Anaconda has around 270 packages, including the most important for most scientific applications and data analysis, that is, NumPy, SciPy, Pandas, IPython, matplotlib, Scikit-learn.
So if this is enough for you, I would choose Anaconda.
Instead, if you are interested in other packages, and even more if you use any of the Enthought packages (Chaco for example is very useful for realtime data visualization), then EPD/Canopy is probably a better choice. The Academic version has a larger number of packages in the base install, and many more in the repository. Anaconda also includes Chaco.
I have tried various Windows distributions in the last year, trying to find one sutable for my work environment (behind a proxy, but without access to proxy configuration).
Here is my feedback from experience:
EPD/Canopy:
We had a license of EPD, but it was old and we were unable to update becasue of the weird proxy situation. In order to add some packages (such as recent version of xlrd/xlwt), I compiled from source. To update SciPy and NumPy, I used the precompiled installer from http://www.lfd.uci.edu/~gohlke/pythonlibs/, but it would sometimes screw up compatibility. I loved having a fully configured Py2exe and Cython, and it simply worked out of the box.
After a while, I tried installing the free version of Canopy, but it lacks Cython and py2exe and some specific advanced packaged I needed, so I never really used it.
Some of my colleagues bought the full Canopy license, but we're still not sure how they're going to update...
Python(x,y):
Not wanting to struggle with licenses, I installed Python(x,y) at home. The only downside I noticed right now is that the standard installation requires you to select which packages you want. It's both a good and a bad point, because I can't be sure that my clients will have the exact same configuration as I do when I install. (The Enthought tool suite can be installed in Python(x,y).)
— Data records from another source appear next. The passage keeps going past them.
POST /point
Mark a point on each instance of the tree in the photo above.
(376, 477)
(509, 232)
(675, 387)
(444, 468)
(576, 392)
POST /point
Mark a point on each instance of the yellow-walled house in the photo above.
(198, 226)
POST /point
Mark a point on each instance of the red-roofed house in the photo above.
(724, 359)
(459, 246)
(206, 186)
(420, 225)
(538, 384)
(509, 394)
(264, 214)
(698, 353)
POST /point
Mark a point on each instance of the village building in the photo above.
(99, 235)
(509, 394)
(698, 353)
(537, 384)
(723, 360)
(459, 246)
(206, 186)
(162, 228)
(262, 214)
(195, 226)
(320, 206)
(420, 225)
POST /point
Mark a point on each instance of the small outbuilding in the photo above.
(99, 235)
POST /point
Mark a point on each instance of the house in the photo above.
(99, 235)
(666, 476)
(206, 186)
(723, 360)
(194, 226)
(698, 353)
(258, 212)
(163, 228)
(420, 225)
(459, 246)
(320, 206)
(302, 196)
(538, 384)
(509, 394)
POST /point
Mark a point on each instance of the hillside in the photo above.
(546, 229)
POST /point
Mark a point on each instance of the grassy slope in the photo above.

After using Python(x,y) for a while, I just noticed I installed the 32 bit version. Although it is not clear on their website, it seems they don't have a 64 bit version as of July 2015. I'm going to uninstall it and get a 64 bit distribution.
Anaconda:
When I first wrote this, Anaconda didn't seem to have enough packages yet. A couple of years later, it seems much better, I'm going to give it a try!
Manual:
In order to avoid version compatibility issues with our old EPD version, I ended up using manual Python installation and adding additional packages from the LFD website linked above. It works great, but I would still suggest Canopy to a new user who requires advanced packages (like GDAL or PyFITS).
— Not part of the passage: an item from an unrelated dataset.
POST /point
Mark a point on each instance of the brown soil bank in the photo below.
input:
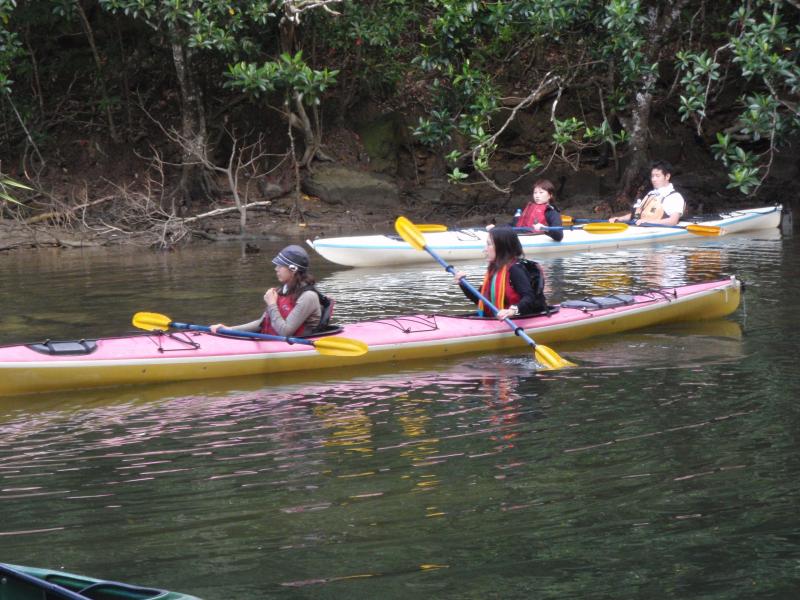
(376, 176)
Summary: If you go for Canopy, get the full licence (Academic or purchased). Else, go with Python(x,y), it will end up being the same.
On Ubuntu:
No need for a distribution. It's all relatively recent (+/- 6 months is tolerable) and pre-compiled. You just need to execute sudo apt-get install python python-scipy
and it's there! Most advanced packages are there as well.
The other answers cover the ground quite nicely, so I just want to remark on one particular aspect that nobody has mentioned yet. It is probably fairly niche, but it may potentially make or break Anaconda or Canopy for some people under Linux systems:
Anaconda Python builds use the UCS4 Unicode mode, whereas Enthought Canopy uses UCS2.
What this means in practical terms is that if you rely on any extensions which you cannot compile yourself for whatever reason (e.g. pre-compiled proprietary libraries), if they happen not to be built for a Python version with the same mode, you may sooner or later run into errors that look something like undefined symbol: PyUnicodeUCS4_AsUTF8String
.
According to PEP 0513, UCS4 seems to currently be more popular and recommended. Also, the whole UCS compatibility issues seem to only affect 2.x and < 3.3 versions.
I used Anaconda for years and liked it quite a bit. Unfortunately, IPython Notebook (now Jupyter) is unavailable without the enterprise edition.
I want to use Jupyter notebooks in the classroom, so I switched to Canopy. It seems easy enough to install all of the packages we need. Admittedly, we haven't tested them all.